Kendileriyle Peygamberliğinden önce münasebette bulunanlar, dürüstlüğüne hayran olduklarından, O (s.a.v.)’na «El Emîn» diyorlardı Peygamber olduktan sonra bile Kureyş mensupları, Resulullah (s.a.v.)’ı can düşmanı bildikten halde emanetlerini muhafaza için O (s.a.v)’na veriyorlardı.
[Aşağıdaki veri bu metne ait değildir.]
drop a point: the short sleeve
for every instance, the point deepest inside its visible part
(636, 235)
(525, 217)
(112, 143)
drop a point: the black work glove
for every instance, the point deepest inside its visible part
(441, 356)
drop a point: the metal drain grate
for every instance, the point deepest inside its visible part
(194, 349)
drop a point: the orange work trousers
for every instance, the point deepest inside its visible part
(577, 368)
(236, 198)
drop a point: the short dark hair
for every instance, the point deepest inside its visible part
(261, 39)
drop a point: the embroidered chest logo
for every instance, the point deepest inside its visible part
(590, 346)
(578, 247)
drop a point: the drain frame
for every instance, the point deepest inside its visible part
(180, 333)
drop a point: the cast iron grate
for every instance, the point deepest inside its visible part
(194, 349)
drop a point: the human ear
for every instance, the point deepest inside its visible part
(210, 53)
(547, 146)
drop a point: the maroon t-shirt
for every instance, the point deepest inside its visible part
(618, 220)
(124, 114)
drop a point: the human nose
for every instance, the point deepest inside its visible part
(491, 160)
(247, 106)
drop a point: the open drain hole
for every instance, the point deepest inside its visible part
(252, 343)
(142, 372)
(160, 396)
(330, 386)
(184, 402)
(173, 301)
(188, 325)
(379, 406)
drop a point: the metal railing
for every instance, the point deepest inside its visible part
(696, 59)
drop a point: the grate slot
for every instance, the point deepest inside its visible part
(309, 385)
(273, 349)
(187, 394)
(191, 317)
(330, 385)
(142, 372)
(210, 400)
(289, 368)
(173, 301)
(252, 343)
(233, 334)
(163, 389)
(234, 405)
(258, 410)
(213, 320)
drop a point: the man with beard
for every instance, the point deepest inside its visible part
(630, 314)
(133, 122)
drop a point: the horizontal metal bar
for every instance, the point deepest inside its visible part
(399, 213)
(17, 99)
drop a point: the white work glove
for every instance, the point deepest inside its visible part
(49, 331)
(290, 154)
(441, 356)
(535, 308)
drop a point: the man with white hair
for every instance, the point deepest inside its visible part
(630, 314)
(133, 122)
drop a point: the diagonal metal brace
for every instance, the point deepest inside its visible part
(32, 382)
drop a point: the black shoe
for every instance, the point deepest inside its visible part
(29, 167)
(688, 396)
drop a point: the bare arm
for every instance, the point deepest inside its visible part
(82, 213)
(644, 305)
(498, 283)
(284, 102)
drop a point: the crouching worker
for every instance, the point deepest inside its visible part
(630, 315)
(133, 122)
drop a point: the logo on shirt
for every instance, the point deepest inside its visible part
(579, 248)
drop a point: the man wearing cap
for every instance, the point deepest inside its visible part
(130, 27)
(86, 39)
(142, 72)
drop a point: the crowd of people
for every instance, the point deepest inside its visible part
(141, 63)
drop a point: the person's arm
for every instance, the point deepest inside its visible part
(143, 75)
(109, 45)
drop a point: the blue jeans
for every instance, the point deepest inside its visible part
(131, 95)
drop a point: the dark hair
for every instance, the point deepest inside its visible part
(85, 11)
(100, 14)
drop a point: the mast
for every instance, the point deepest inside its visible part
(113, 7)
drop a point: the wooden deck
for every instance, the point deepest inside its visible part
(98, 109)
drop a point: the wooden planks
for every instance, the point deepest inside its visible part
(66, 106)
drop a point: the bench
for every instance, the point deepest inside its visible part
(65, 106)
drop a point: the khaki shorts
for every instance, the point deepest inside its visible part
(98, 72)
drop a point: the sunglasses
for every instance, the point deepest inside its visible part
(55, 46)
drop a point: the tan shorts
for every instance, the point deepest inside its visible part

Bir gün bir bedevi, Peygamber (sav)’den alacağını almağa gelmişti. Bedevî kabalığından Resul-i Ekrem (s.a.v.)’e gayet sert sözler söylemişti. Ashâb (r.a.) kızarak bedeviyi şu sözlerle uyarmışlardı:
«Sen kime hitab ettiğini biliyor musun?.
Bedevî:
«Ben hakkımı istemeğe geldim, dedi
Resûl-i Ekrem (s.a.v.) de:
(«Siz onu tutacaktınız. Çünkü bu adam hakkını istiyor» buyurdular.
Bundan sonra Resûl-i Ekrem (sav) Bedevî’ye hakkını fazlasıyla takdim ettiler. (İbn-i Mace)
Bir gün Sâib adlı bir arap taciri Paygamberimiz (s.a.v.)’e takdim edildi. Resûl-i Ekrem (s.a.v.):
— «Ben onu sizden daha iyi tanırım.» demişler.
Sâib de:
— «Evet, ticârette arkadaşlık etmiştik. Bütün hesapların gayet mükemmeldi.» demişti.
(Peygamber (s.a.v.) Efendimiz’in Yüce Ahlakı Sh.: 42)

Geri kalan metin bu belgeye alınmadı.